サービスの限界

僕は自分のビジネスを「サービス」と差別化するために「おせっかい」とか「用心棒」と呼んでいる。

それは「サービス」という概念に強く限界を感じるから。

「サービス」とは、役務を提供すること全般を指す言葉で、その範囲はとても広く、「サービス」を提供する側は、その対価をもらえばよいのだが、受ける側は対価に見合う「無形の恩恵」を受けることになる。

この「無形の恩恵」の質や中身をきちんと定義しないと、ソフトでお金をもらうのは難しい。

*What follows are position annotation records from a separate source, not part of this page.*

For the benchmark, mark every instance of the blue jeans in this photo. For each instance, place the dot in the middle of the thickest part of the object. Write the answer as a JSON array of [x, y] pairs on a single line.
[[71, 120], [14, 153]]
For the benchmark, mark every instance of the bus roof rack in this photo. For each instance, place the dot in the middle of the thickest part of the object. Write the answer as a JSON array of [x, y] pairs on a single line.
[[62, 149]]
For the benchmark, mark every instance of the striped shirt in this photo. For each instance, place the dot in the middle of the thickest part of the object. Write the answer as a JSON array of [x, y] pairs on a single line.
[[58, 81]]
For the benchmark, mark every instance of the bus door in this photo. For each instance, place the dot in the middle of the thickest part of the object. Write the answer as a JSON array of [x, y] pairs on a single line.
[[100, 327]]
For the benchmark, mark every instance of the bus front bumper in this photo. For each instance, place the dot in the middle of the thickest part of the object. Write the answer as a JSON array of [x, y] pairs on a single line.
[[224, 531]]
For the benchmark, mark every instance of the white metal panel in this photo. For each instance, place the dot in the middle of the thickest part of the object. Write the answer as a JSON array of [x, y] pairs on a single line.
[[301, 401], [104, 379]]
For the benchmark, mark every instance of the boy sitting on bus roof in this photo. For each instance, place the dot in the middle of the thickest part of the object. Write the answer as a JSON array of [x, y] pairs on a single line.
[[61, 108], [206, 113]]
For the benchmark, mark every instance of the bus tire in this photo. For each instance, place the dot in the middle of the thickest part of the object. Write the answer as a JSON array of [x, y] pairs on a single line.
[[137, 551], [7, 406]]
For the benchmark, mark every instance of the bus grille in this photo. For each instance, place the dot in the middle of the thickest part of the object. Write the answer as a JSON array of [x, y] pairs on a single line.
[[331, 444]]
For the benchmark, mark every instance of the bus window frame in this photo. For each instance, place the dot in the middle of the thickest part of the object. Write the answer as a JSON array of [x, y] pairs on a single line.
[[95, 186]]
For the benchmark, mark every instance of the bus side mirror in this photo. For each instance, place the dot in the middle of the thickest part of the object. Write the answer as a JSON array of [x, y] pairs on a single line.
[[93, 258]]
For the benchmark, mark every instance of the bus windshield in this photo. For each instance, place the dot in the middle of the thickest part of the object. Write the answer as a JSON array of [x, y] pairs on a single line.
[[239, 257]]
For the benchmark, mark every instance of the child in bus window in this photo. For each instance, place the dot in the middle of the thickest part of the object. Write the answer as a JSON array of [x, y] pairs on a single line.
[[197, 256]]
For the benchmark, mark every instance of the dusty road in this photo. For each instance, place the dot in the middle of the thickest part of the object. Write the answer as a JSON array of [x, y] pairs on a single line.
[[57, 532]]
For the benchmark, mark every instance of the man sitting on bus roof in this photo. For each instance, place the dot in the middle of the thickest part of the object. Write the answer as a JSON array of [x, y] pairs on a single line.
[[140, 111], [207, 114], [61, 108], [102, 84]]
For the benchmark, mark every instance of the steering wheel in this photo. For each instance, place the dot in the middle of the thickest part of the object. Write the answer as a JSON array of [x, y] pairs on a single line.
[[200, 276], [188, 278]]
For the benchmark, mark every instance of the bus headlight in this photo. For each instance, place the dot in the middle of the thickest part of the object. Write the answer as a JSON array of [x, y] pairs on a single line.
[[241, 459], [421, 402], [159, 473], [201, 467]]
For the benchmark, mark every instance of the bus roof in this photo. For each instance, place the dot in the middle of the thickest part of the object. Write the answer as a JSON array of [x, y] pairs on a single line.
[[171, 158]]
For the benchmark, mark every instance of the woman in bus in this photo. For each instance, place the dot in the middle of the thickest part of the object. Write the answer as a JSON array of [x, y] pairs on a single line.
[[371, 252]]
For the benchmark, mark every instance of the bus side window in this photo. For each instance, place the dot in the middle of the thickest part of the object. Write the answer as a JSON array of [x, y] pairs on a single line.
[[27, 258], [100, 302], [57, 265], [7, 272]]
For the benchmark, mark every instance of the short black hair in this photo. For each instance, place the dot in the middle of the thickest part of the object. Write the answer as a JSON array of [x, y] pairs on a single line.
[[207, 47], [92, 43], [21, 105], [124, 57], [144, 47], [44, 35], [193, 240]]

供給過剰でモノがあふれ、今後世界は間違いなくソフトビジネスの時代になるだろうが、それはハードがソフトに置き換わるという単純な話ではなく、すべてを「サービス」の一言で済ませてきた時代が終わること。

それは一体どういうことだろう。

「サービス」とは、形の残らない商品と言う意味で、第3次産業と呼ばれてきた。

天然資源を販売する第1次産業、それを人為的に加工して販売する第2次産業、そして人間の行為そのものを指す第3次産業と言う3分類は、世界遺産の

  • ①自然遺産
  • ②文化遺産
  • ③無形文化遺産

の分類とよく似ていて興味深い(https://nanoni.co.jp/150221-3参照)。

①と②は「客観的事物」の価値であるのに対し、③は「それを人々が大切に思う心」の価値を指す。

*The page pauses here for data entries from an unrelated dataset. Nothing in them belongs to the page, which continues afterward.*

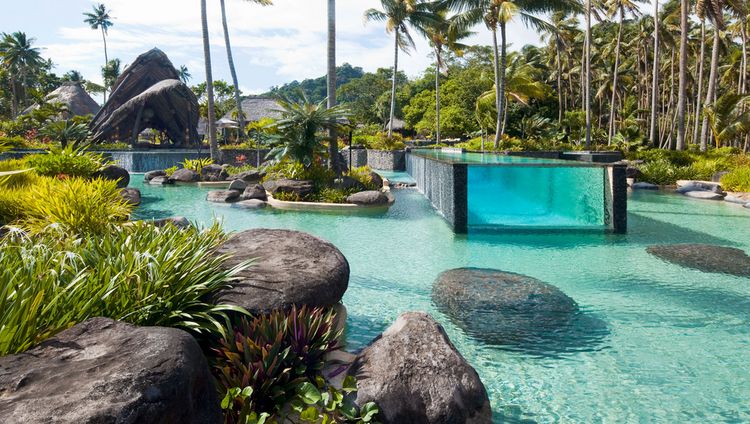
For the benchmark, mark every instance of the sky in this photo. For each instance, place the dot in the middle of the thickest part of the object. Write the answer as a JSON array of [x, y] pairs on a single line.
[[272, 45]]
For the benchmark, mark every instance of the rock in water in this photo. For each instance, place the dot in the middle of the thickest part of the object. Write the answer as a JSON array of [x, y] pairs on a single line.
[[514, 310], [291, 268], [104, 371], [705, 257], [415, 375]]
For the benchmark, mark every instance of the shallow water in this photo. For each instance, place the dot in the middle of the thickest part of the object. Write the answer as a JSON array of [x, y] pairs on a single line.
[[669, 344]]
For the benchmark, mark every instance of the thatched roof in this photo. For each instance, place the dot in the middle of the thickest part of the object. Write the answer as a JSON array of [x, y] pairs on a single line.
[[166, 106], [148, 94], [73, 96], [257, 108]]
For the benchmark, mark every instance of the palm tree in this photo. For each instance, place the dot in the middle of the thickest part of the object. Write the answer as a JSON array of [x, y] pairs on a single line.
[[442, 34], [398, 15], [333, 148], [232, 70], [20, 60], [184, 74], [496, 14], [99, 19], [211, 118], [622, 7]]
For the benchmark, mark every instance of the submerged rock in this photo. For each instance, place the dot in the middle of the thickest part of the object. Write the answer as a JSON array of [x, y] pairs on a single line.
[[290, 268], [415, 375], [104, 371], [705, 257]]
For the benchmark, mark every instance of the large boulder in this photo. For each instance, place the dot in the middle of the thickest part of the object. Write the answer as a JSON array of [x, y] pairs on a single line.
[[214, 172], [185, 175], [415, 375], [290, 268], [514, 310], [368, 198], [223, 196], [114, 173], [300, 188], [705, 257], [252, 176], [105, 371]]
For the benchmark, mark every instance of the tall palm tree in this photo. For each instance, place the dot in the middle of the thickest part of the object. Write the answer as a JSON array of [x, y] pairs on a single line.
[[398, 15], [496, 14], [211, 118], [232, 69], [21, 61], [442, 34], [622, 7], [99, 19], [333, 142]]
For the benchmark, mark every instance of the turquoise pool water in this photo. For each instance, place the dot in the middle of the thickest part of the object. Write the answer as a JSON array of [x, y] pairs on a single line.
[[673, 344]]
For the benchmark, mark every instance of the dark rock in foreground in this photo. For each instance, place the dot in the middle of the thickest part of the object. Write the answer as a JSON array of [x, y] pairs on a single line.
[[415, 375], [114, 173], [514, 310], [705, 257], [291, 268], [104, 371]]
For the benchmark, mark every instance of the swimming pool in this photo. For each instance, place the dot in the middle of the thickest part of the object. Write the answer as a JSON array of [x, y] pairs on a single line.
[[675, 342]]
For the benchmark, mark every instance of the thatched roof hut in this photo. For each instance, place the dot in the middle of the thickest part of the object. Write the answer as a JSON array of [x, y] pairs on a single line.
[[73, 96]]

これを引用すれば、「サービス」の価値とは「それを受ける人がありがたいと思う心」を指すとでもいうべきか。

言い換えれば、自然や人工物などのモノなら客観的な比較が可能だが、人々の行為に客観的優劣はつけられない。

しかし僕は、この分類にあまり意味を感じない。

客観的価値とは、商品の数や「サービス」の回数などを意味しているにすぎず、それに対する好みや有難みは人それぞれだ。

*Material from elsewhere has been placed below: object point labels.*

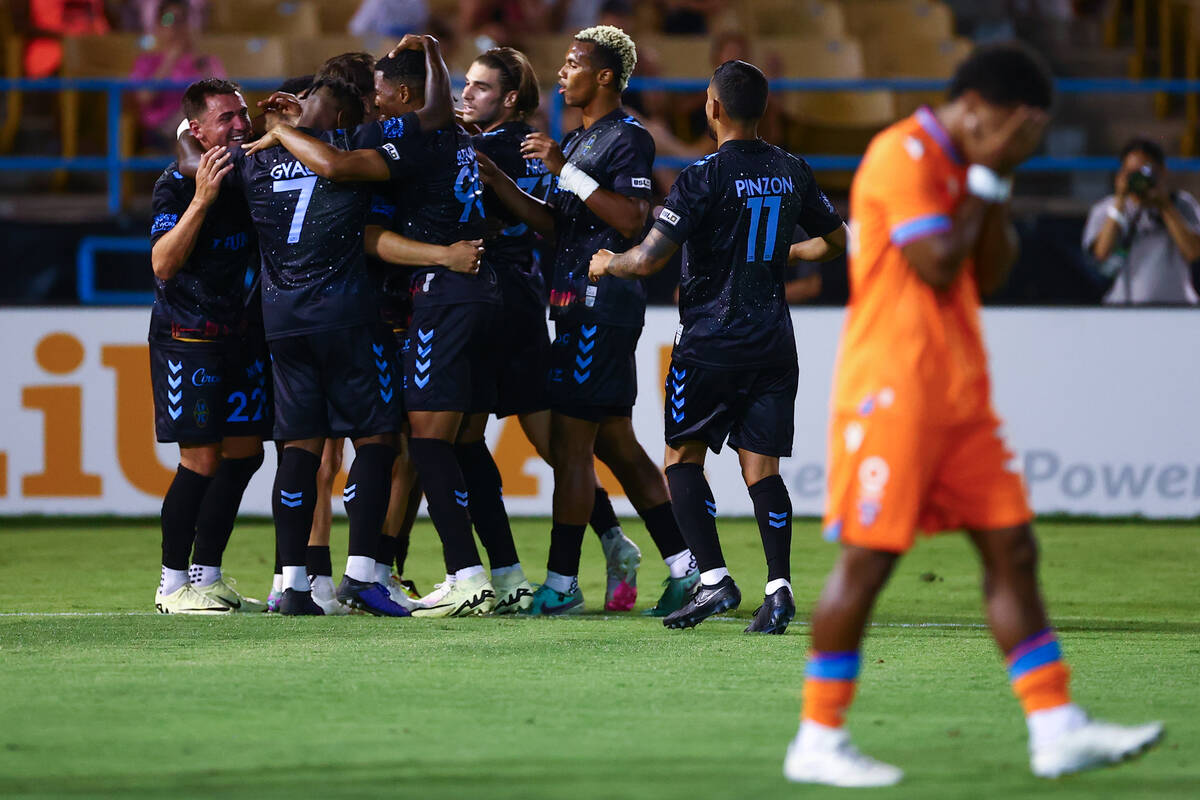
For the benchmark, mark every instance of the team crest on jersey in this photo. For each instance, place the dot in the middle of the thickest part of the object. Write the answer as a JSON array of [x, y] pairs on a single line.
[[201, 413]]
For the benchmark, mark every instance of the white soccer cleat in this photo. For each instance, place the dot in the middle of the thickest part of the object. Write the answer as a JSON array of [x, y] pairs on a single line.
[[831, 759], [186, 600], [1091, 745], [324, 594]]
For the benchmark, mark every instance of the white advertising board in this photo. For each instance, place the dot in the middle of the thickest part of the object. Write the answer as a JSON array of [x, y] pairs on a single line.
[[1099, 408]]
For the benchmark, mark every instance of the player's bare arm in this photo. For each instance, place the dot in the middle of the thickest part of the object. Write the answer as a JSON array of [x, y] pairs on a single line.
[[391, 247], [323, 158], [820, 248], [525, 206], [939, 258], [174, 247], [625, 215], [643, 260]]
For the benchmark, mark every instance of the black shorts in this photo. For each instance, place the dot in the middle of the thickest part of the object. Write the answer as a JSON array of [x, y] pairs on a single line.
[[754, 408], [335, 384], [593, 373], [203, 395], [450, 359], [523, 360]]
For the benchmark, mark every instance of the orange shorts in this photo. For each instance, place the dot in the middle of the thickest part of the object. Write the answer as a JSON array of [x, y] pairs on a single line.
[[891, 476]]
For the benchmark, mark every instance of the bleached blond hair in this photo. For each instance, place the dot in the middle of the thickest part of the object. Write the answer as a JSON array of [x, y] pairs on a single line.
[[616, 41]]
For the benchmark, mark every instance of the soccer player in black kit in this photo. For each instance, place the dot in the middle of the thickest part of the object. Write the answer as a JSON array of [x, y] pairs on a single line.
[[449, 362], [501, 92], [600, 199], [733, 370], [209, 366], [333, 376]]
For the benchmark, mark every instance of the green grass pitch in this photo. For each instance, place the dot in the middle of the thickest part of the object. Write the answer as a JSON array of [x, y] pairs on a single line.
[[109, 699]]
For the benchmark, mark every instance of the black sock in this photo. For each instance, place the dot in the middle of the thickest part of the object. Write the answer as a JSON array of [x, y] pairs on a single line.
[[293, 501], [318, 561], [604, 518], [565, 545], [385, 553], [691, 499], [219, 511], [486, 506], [367, 489], [664, 529], [773, 510], [180, 507], [445, 493]]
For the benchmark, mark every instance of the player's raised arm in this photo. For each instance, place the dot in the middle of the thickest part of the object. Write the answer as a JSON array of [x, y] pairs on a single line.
[[523, 205], [173, 248], [642, 262], [625, 215], [391, 247]]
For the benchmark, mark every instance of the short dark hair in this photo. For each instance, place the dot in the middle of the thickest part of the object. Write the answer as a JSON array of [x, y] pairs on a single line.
[[347, 95], [406, 67], [742, 89], [1147, 148], [352, 67], [196, 97], [1005, 74]]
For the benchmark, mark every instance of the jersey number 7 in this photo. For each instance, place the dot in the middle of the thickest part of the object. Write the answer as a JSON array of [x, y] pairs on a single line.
[[305, 186], [768, 247]]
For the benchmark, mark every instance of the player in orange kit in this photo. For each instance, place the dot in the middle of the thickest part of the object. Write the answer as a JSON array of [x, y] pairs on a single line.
[[913, 440]]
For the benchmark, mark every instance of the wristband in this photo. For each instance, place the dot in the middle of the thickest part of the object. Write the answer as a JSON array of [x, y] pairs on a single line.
[[579, 182], [1117, 217], [987, 185]]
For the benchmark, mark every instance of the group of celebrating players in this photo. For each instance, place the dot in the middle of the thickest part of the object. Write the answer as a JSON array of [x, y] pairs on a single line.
[[367, 268]]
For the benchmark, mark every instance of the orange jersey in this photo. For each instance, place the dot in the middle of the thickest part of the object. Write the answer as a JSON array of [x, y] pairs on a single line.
[[904, 342]]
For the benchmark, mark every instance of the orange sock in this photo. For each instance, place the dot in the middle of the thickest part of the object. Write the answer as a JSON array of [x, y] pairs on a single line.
[[1041, 679], [829, 685]]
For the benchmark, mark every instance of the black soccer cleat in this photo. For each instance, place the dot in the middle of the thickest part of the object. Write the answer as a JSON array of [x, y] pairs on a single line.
[[706, 602], [299, 603], [774, 614]]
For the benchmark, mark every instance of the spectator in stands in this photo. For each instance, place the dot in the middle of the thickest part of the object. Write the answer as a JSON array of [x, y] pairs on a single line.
[[390, 18], [1145, 235], [174, 59], [49, 20]]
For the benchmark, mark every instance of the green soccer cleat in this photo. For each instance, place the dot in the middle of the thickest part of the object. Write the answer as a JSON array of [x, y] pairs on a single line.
[[223, 593], [549, 602], [677, 591]]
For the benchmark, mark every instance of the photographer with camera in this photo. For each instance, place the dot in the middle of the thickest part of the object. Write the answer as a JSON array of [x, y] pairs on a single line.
[[1145, 236]]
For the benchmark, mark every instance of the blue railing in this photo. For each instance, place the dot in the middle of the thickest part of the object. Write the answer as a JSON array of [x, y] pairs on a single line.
[[113, 163]]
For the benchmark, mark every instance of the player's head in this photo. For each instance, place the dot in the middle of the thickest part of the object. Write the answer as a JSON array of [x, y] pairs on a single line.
[[600, 60], [994, 82], [737, 97], [359, 70], [501, 85], [216, 113], [400, 83], [331, 103]]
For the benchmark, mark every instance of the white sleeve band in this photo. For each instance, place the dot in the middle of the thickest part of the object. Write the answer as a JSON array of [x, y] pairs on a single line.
[[1117, 217], [576, 181], [987, 185]]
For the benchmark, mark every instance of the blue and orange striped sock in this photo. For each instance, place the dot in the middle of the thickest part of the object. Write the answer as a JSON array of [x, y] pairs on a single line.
[[829, 681], [1038, 674]]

適正価格より安ければ売れて高ければ売れないという理論は、極めて抽象的な標準モデルの話であり、人々は必要ならどんなに高くても買うし、要らないものはタダでも見向きもしない。

むしろ妥当な価格とは、仕入れ原価に影響される生産者側の問題であり、本来すべての資源はタダであることを考えれば、すべての価格は、誰かの言い値で決まっているといえるだろう。

今から20年程前、松濤の戸栗美術館で戸栗さんにお目にかかった際、「数千万もする古伊万里の陶器の値段は誰が決めるのか?」と尋ねたら、「そりゃ、古物商でも学者の先生でもなくお金を払う僕が決めるんだ」と言われたのを思い出す。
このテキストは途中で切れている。